Would a setting be a good idea here? We already have MAX_ENTRIES and CULL_FREQUENCY. CULL_FREQUENCY is "the fraction of entries that are culled when MAX_ENTRIES is reached." That sounds more like it should have been named CULL_RATIO (regrets!), but maybe a new setting for this could be called "CULL_EVERY_X"?
I think the first change is a no-brainer, but both changes seem like wins to me. Happy to implement either or both of these, but wanted buy-in first.
Change History (6)
comment:1 by , 4 years ago
| Component: | Uncategorized → Core (Cache system) |
|---|---|
| Keywords: | cache database added |
| Version: | 3.2 → dev |
comment:2 by , 4 years ago
| Triage Stage: | Unreviewed → Accepted |
|---|---|
| Type: | Uncategorized → Cleanup/optimization |
comment:3 by , 4 years ago
| Has patch: | set |
|---|---|
| Owner: | changed from to |
| Status: | new → assigned |
I put together a PR for this here: https://github.com/django/django/pull/14447
(I'm setting the has_patch flag.
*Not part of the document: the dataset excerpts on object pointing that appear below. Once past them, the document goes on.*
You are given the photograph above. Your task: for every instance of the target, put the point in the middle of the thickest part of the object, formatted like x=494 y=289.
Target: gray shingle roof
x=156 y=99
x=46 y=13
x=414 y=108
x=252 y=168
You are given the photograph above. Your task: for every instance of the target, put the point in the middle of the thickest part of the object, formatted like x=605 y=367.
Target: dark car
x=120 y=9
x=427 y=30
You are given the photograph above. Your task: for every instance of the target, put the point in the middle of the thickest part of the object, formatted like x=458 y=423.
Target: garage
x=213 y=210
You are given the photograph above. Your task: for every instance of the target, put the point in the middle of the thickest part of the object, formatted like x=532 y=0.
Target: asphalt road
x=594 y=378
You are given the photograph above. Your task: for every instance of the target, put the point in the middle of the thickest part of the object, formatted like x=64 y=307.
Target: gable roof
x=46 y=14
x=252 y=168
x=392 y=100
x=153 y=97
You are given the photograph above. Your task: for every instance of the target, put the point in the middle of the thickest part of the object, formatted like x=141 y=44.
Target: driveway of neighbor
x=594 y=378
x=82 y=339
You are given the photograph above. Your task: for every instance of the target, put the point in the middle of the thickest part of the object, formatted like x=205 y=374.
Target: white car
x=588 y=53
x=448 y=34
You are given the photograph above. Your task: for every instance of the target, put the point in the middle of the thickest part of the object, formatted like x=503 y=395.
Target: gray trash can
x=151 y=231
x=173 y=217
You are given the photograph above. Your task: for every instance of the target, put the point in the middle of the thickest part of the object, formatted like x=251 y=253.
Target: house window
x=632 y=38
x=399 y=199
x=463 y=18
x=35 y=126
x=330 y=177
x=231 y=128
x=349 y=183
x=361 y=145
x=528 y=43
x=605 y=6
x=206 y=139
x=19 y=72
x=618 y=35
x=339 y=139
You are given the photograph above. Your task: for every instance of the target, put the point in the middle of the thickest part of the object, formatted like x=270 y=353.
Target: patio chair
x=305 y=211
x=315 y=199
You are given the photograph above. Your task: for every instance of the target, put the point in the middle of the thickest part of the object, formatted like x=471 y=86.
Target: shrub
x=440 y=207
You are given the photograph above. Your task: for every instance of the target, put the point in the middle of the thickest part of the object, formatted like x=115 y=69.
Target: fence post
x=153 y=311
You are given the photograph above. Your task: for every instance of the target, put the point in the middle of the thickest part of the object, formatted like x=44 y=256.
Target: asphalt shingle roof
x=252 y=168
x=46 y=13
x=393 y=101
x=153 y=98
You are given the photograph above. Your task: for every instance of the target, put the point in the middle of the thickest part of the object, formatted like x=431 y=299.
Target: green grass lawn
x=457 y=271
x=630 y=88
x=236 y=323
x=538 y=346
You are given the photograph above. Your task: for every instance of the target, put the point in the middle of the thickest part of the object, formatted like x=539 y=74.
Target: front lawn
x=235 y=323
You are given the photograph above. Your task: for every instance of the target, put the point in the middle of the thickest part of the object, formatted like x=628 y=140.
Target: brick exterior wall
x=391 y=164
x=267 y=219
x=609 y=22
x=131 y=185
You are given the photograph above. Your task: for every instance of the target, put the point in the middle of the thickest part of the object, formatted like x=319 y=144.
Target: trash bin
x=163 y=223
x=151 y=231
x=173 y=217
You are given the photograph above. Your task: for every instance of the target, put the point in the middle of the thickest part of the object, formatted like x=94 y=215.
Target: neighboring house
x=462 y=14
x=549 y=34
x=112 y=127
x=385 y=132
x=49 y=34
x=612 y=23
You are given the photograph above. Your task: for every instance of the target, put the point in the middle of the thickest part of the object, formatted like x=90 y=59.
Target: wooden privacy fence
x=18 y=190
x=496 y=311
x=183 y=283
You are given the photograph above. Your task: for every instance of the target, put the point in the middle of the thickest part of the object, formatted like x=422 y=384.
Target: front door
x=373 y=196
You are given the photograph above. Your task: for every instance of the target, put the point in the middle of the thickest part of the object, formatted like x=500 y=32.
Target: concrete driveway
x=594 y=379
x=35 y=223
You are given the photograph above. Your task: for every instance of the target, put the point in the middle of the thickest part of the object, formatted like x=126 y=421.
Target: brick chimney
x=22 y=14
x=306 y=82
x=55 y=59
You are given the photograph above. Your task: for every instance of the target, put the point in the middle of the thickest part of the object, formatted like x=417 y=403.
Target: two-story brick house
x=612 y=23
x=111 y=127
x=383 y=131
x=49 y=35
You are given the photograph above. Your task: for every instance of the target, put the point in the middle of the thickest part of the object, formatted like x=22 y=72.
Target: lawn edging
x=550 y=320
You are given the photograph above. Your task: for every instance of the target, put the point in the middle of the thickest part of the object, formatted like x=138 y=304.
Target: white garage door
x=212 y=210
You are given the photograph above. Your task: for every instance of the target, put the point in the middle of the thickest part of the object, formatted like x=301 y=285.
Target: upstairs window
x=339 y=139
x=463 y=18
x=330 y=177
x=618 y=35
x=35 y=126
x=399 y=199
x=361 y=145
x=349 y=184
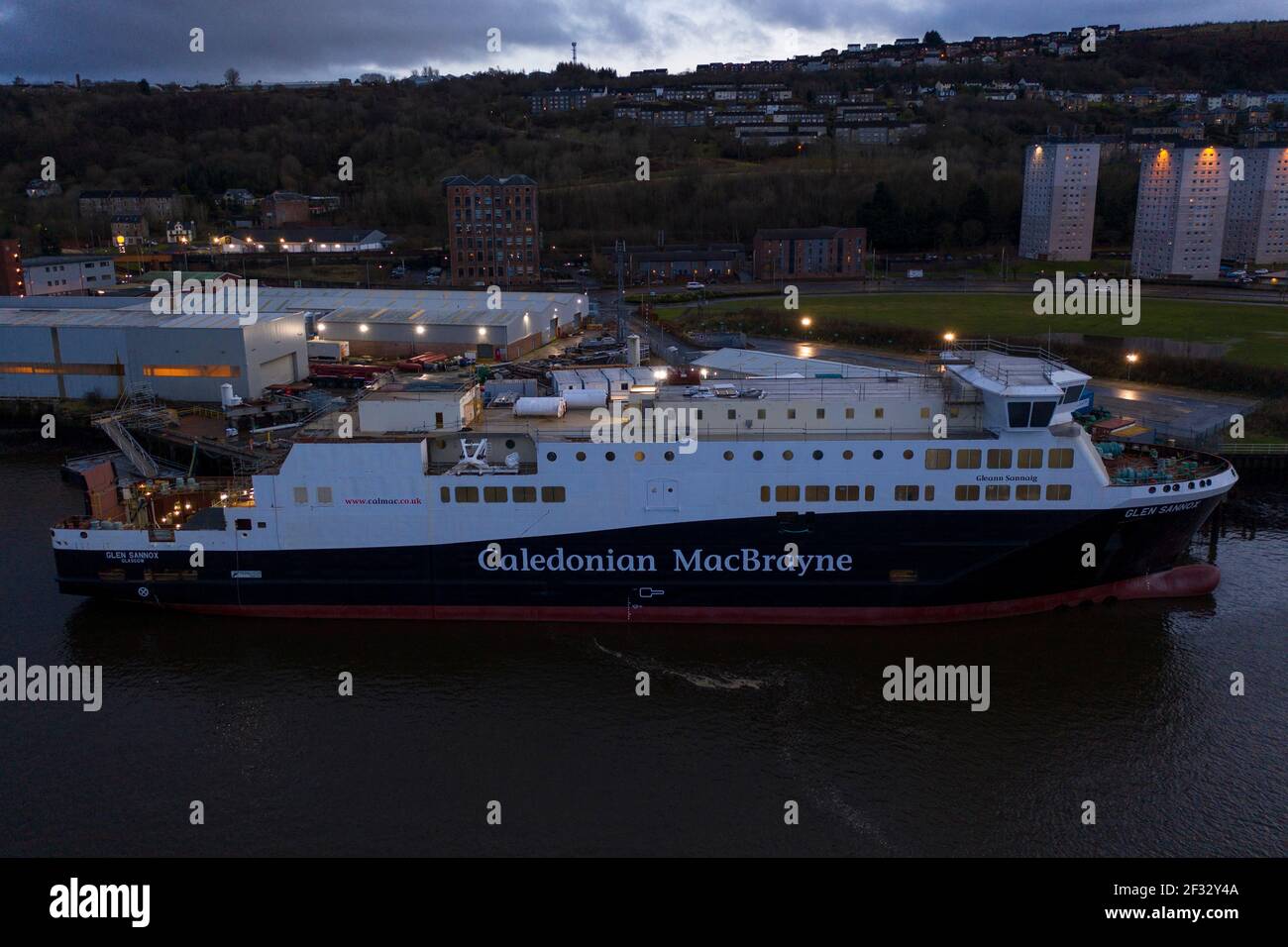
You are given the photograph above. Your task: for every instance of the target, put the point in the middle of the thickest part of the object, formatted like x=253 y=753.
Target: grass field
x=1256 y=334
Hopefully this is right.)
comment:4 by , 4 years ago
That's looking great, thanks! It's now showing up in the review queue so it will eventually be picked up.
comment:5 by , 4 years ago
| Triage Stage: | Accepted → Ready for checkin |
|---|
I'm not sure how widely used this backend is for large dataset but I agree with you that both of these changes are no brainers.
I like the idea of having a cache option control the culling frequency and I don't have a strong opinion on the implementation itself. Could we possibly focus this ticket on the
COUNTreduction offcursor.rowcountand have another one track the culling frequency changes though?FWIW this backend also suffers from other limitations that could be worth fixing (#23326) if you're interested in doing that.